The two jars problem is a puzzle, in which the goal is to measure some amount of water using two (several) jars of different capacity and an unlimited source of water.
You have two jars, the first one has a 3 liters capacity, the second one 5 liters. You also have an unlimited source of water. Measure exactly 4 liters of water.
Firstly, we must construct a graph representing the given problem. Nodes on the horizontal axis will represent volume of water in the larger jar, analogously nodes on the vertical axis will represent volume of water in the smaller jar. Horizontal edges will denote pouring water into the larger jar, vertical into the smaller one. Finally the diagonal edges will stand for pouring water from one jar into the other.

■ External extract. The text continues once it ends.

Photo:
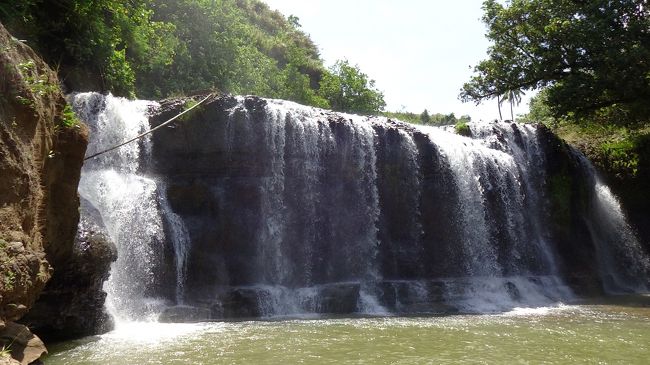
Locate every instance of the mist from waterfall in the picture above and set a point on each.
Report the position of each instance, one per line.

The graph will not contain any inner node, because we are able to precisely measure the water, only if we completely fill or empty at least one of the jars.

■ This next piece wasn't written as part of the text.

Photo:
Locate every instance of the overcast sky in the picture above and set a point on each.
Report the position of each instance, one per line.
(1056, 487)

Now we can use bread first search to traverse the graph starting at node 0/0. For every node, the procedure will store its predecessor. When the algorithm reaches the 0/4 node, it will terminate the searching phase and will reconstruct the backward path.
Variants of the puzzle
If the operations performed are not equivalent – pouring water from one jar into the other might be considered as more difficult than just emptying one jar – than we have to assign costs to the edges and find the shortest path. To do so, we can use Dijkstra, Bellman-Ford or Floyd-Warshall algorithm.
The puzzle can also be generalized to any number of jars. The solution to this problem is simillar to the original one, we only have to construct the graph in more dimensions (equal to the number of jars).